Friedman merkte außerdem an, dass FLX „eine Freude in der Verarbeitung“ sei, da es sich so leicht tiefziehen, beschneiden und zu einem fertigen Aligner polieren lässt.
Er fertigt inzwischen über 200 Aligner pro Monat an, und diese Zahl wächst rasant. Außerdem stellen sie alle ihre Attachment-Schablonen und Retainer nach der Behandlung im eigenen Labor her.

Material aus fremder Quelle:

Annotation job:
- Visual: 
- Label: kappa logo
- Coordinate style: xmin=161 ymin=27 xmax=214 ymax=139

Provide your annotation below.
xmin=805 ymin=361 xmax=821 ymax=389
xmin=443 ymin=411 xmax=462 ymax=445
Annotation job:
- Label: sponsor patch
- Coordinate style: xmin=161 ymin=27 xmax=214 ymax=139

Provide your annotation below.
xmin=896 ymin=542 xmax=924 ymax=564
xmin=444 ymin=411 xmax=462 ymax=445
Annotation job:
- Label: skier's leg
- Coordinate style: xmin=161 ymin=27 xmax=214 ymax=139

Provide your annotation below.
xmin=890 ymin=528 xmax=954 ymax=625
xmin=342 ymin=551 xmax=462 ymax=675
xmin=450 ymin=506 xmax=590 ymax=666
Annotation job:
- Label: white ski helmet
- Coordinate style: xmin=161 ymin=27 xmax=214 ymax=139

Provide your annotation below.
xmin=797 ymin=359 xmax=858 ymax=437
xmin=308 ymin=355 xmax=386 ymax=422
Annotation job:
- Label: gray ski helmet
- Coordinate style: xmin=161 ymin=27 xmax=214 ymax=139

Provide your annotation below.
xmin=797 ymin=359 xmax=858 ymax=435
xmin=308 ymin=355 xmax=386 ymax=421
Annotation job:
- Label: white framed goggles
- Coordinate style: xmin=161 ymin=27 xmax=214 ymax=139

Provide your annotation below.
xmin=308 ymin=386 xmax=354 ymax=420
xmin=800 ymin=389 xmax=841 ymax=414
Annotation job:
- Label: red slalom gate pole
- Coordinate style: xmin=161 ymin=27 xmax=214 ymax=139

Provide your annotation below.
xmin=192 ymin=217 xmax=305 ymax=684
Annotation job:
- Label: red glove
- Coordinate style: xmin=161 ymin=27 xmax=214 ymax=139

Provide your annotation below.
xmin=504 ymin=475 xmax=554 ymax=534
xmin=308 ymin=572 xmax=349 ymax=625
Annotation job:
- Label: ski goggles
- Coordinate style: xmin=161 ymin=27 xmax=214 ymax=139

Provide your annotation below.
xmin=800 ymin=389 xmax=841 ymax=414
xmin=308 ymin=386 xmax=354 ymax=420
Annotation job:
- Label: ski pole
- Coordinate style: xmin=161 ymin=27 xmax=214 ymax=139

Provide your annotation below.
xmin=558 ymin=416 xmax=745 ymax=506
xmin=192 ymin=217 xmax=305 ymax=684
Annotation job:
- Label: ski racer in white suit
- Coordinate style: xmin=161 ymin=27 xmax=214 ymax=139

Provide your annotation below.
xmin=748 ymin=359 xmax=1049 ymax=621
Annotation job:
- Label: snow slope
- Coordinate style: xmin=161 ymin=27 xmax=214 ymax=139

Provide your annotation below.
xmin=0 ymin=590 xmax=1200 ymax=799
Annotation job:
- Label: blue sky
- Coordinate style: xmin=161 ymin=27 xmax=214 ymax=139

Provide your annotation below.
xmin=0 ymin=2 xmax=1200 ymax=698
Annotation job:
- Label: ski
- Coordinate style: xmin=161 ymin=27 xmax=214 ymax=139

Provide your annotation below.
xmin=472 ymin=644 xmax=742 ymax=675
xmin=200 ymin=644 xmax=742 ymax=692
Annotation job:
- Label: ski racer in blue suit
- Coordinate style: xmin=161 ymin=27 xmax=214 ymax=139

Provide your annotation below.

SENKUNG DER BEHANDLUNGSKOSTEN: Friedman sagt, dass sie für ihre Invisalign-Behandlungen ein Vermögen bezahlt haben und nun einen Großteil dieser Ausgaben in ihren eigenen Gewinn überführen konnten. Sie fertigen jetzt 75 % ihrer Aligner im eigenen Labor, nutzen Invisalign aber weiterhin für einige wenige sehr komplexe Fälle, die viele
Attachments. Ihr Ziel ist es, 100 % ihrer Aligner im eigenen Labor herzustellen, und sie sind überzeugt, dass der Ausbau ihres Wissens in der Behandlungsplanung der Schlüssel dazu ist.

MEHR AUTOMATISIERUNG: Sie wagten den Schritt und ergänzten ihr praxiseigenes Labor Mitte 2021 um eine ATM-10-Fräsmaschine zur automatischen Aligner-Bearbeitung, die ihre Produktionszeit für Aligner deutlich verkürzt hat. Die Maschine kostet etwa 18.550 US-Dollar, kann eine tiefgezogene FLX-Platte in weniger als 2 Minuten zu einem Aligner beschneiden und hat sich als zuverlässig und echte Zeitersparnis erwiesen. Hergestellt vom koreanischen Robotikhersteller Robotics and Design Co., Ltd., wird sie in den USA von dessen US-Tochter Maxx Digm, Inc. vertrieben.

EIN UNVERZICHTBARER BESTANDTEIL DES BEHANDLUNGSSPEKTRUMS: Die Alignertherapie macht inzwischen über 20 % ihres Gesamtgeschäfts aus – Tendenz steigend – und die Zahl sowie die Komplexität der Fälle, die sie vollständig in der Praxis behandeln können, nimmt weiter zu. Das Angebot von Alignerbehandlungen war außerdem ein entscheidender Faktor, um ihren gesamten Patientenstamm zu vergrößern und bestehende Patienten zu halten.